Good Luck and Good Job Hunting!!!!!!!!


Another US Biotechnology Company Bites the Dust: Japan's Takeda Pharmaceuticals to Buy Millennium Pharmaceuticals

Posted in BioJobBuzz

Takeda Pharmaceutical Co., Japan’s largest pharmaceutical manufacturer, announced that it has agreed to buy Cambridge MA-based Millennium Pharmaceuticals for $8.8 billion. Millennium, founded in 1993 by high profile MIT researchers and once heralded as one the most innovative American biotechnology companies, never lived up to analyst’s expectations. That said, the company did develop and win regulatory approval for an anti-cancer drug, Velcade, which is expected to garner additional approval for wider use in oncology later this year.

Velcade, which is used to treat relapsed multiple myeloma after other drugs fail generated more than $800 million last year. Millennium anticipates U.S. approval by June to promote Velcade as an initial therapy to treat these disorders. Millennium markets Velcade in the US and shares revenue with Johnson & Johnson which markets Velcade in 85 other countries. Analysts predict that the Takeda acquisition will help to propel Velcade to blockbuster status.

The Takeda-Millennium deal follows Eisai Co.’s (another Japanese company) agreement in December to buy the U.S.’s MGI Pharma Inc. for $3.9 billion as Japanese companies, aided by a weak dollar against the yen, seek growth abroad. Japanese companies have been hampered by government-ordered price cuts, weak pipelines and a lack of new products  As one financial analyst put it “There’s no doubt the weak dollar against the yen is making U.S. biotech very attractive right now to potential Japanese buyers,”

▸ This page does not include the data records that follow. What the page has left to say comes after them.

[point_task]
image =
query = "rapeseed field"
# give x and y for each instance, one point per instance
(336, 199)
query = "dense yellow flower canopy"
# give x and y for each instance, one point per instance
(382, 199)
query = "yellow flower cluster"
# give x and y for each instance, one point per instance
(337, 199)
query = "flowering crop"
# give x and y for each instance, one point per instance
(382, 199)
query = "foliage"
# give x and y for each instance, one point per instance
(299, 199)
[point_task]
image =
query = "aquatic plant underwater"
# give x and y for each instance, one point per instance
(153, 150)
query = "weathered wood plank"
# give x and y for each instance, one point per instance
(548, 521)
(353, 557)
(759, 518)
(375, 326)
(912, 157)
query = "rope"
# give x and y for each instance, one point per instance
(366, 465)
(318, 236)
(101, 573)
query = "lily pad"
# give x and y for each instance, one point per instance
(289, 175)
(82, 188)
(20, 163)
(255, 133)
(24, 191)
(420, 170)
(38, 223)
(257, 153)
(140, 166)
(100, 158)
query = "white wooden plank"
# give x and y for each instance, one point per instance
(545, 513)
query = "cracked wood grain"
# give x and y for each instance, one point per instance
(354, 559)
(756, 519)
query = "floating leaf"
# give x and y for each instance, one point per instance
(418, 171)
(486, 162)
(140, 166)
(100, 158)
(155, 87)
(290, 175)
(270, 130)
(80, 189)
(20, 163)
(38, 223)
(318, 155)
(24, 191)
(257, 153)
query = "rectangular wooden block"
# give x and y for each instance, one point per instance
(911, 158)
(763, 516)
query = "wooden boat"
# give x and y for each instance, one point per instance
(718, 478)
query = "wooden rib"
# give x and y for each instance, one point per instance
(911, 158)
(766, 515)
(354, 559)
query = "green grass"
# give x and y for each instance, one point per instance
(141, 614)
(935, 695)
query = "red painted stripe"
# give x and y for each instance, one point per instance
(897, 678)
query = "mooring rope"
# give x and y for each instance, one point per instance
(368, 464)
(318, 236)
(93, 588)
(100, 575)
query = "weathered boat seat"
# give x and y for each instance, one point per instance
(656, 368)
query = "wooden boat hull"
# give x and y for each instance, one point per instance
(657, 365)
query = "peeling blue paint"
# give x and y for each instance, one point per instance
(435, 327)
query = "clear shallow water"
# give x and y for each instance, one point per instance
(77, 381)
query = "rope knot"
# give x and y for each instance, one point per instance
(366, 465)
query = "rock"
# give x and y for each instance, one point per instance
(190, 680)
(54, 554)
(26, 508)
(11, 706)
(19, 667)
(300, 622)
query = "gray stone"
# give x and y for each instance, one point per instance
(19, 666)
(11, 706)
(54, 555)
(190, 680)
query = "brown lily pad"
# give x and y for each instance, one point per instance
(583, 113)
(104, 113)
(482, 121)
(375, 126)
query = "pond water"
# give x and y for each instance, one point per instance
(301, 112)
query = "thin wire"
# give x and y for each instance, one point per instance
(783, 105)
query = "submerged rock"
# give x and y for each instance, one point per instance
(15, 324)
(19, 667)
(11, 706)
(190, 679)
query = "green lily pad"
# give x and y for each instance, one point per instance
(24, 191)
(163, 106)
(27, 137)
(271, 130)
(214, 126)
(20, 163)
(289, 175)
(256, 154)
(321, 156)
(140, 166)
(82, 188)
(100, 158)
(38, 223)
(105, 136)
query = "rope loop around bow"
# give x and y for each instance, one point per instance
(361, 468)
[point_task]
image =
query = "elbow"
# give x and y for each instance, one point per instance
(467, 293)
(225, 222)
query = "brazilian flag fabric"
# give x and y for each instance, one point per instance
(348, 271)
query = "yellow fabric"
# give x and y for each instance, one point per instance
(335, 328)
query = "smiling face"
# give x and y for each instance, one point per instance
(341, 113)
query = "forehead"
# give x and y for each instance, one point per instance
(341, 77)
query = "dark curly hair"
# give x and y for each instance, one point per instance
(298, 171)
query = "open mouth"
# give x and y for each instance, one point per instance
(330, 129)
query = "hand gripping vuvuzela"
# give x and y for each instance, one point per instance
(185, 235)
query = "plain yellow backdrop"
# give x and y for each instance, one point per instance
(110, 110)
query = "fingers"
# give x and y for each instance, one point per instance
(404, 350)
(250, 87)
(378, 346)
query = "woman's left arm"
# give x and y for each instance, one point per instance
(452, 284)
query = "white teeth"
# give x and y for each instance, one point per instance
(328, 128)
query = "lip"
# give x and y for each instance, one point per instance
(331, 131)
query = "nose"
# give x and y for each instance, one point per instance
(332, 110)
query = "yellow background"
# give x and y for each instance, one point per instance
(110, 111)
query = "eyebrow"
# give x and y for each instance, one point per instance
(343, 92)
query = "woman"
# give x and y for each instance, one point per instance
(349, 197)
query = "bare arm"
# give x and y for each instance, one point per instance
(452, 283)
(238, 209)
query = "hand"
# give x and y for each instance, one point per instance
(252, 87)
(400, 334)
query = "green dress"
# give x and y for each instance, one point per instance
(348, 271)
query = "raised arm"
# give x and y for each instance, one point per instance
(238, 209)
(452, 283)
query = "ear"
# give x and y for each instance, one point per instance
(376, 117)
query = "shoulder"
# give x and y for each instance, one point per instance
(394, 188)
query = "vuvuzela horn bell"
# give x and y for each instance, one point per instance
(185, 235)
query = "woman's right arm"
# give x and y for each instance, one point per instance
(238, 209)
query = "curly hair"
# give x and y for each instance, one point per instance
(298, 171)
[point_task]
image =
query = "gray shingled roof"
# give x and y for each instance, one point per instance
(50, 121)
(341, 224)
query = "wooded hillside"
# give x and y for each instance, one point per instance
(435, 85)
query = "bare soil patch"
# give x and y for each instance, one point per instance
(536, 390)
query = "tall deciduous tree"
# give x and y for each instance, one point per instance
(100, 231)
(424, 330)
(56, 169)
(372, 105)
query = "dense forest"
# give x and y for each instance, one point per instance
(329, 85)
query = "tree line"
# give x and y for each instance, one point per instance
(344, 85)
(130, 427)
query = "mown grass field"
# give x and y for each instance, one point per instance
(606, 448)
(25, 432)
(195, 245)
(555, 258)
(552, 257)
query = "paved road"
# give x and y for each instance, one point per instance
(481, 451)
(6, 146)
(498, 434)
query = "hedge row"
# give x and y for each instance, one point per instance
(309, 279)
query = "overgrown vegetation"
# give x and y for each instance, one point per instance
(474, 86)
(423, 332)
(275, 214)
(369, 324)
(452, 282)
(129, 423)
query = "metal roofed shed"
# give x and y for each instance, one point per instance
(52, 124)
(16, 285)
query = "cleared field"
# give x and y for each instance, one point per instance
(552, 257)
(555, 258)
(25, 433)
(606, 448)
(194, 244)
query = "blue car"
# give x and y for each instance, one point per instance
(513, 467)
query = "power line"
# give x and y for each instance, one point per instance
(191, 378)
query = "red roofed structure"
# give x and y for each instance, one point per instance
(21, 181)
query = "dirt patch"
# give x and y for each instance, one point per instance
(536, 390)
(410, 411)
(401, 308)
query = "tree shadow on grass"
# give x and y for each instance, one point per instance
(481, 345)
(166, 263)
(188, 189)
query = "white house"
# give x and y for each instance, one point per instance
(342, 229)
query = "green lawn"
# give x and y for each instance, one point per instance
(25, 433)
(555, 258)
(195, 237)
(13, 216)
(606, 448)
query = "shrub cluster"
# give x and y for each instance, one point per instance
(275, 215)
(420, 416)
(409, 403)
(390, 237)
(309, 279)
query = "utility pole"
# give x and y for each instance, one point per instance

Takeda’s best seller is the diabetes drug Actos which is slated to lose patent protection in the near future. Acquisition of Millennium provides Takeda with an entrée into the oncology and cardiovascular markets both of which are poised for expansive growth in the next five years. Analysts also believe that the Millennium acquisition will boost Takeda’s drug discovery and development flow. Millennium is conducting human trials with experimental drugs for cancer, heart disease, gastrointestinal disorders and rheumatoid arthritis.